How did i find out? Well bg told me :-)
ice:~/tera>strings ls_servd|grep unzip /bin/unzip -P %s %s/%s -d %s > /dev/null 2>&1
I had some hope that the password is actually contained in this binary somehow.
However, a brief interlude with a zipcracker and the full result of the "strings" output doesn't find a match, but maybe we just need to dig a little bit deeper...
The %s indicates this is a call to sprintf(3), so we need to check the third parameter of this sprintf call.
How about disassembling the thing?
- We need a disassembler.
"objdump" usually does the trick...
ice:~/tera>objdump -d ls_servd /usr/libexec/elf/objdump: ls_servd: File format not recognized
Huh?
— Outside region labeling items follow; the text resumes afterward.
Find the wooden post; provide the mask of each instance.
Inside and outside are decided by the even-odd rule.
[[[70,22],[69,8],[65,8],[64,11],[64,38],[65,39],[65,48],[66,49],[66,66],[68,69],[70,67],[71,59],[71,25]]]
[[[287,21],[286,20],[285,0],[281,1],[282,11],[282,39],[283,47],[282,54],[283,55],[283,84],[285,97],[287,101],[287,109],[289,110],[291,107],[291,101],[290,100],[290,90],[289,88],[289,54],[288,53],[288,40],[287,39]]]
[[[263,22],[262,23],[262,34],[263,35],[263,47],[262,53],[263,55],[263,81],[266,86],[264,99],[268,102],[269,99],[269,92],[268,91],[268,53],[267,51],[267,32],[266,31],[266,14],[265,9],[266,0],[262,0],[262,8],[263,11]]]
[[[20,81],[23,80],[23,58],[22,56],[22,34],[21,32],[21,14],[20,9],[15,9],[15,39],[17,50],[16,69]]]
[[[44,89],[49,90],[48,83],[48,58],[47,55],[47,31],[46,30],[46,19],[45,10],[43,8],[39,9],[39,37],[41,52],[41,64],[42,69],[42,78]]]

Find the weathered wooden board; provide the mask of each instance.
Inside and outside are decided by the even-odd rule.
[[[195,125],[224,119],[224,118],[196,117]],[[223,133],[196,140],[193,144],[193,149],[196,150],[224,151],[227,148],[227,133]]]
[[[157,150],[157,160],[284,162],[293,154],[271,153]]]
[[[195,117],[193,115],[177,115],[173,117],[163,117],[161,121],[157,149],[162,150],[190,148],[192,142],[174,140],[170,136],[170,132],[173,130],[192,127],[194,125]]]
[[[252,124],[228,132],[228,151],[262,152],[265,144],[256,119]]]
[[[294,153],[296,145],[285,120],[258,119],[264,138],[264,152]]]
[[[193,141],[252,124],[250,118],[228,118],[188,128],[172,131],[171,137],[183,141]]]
Why this?
ice:~/tera>file ls_servd ls_servd: ELF 32-bit MSB executable, PowerPC or cisco 4500, version 1 (SYSV), \ for GNU/Linux 2.4.17, dynamically linked (uses shared libs), stripped
Oh, of course. Its a PPC binary, not an x86 binary.
- We need an PowerPC disassembler.
Some googling later, I now have an (linux) ppc-cross-objdump binary.
ice:~/tera>./ppc-linux-objdump -s -d ls_servd >DUMP ice:~/tera>vim DUMP
Good. We have the code, and an hexdump in there. But now we have two more problems
Understanding the code.
- I have no PPC assembler knowledge.
Well, I know 6510 asm and some x86 asm, which helps with the general mindset, but the details of PPC are a mystery to me.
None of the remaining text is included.